Because nothing says December football like a bunch of shirtless goofs.
Week 15 was another ridiculous week from start to finish. From San Diego’s upset of the Denver Broncos last Thursday night to Justin Tucker kicking the Baltimore Ravens past the Detroit Lions, it was a crazy ride like none we can remember. On with the countdown…
32. Houston Texans (2-12) (Last week 32) Remember when the Texans were 2-0? That’s OK, neither do they.
31. Washington Redskins (3-11) (31) Kirk Cousins can play a little bit too. Wonder where he ends up next season?
30. Oakland Raiders (4-10) (28) The license plate of the truck that ran them over? It was a red and white vehicle with Missouri plates and the #25.
29. Tampa Bay Buccaneers (4-10) (26) Proved to be little more than a punching bag for the Niners
28. Atlanta Falcons (4-10) (30) Falcons couldn’t even tank this game right to move into the #2 draft spot.
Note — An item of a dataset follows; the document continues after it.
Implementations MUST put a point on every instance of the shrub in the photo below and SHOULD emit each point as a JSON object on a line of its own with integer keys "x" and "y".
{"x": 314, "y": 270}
27. Buffalo Bills (4-10) (27) EJ Manual might at least give them a quarterback to build around next season.
26. Minnesota Vikings (4-9-1) (29) How the hell did they beat the Eagles with Adrian Peterson AND Toby Gerhart on the sidelines???
25. Jacksonville Jaguars (4-10) (25) You have to give Gus Bradley credit for keeping his team together and competitive…
24. New York Giants (5-9) (23) … the same can’t be said the Giants, who seem to have given up on Tom Coughlin. Bears fans will become Giants fans for the weekend when the GMen head to Detroit.
23. Cleveland Browns (4-10) (24) How does Josh Gordon only get three catches?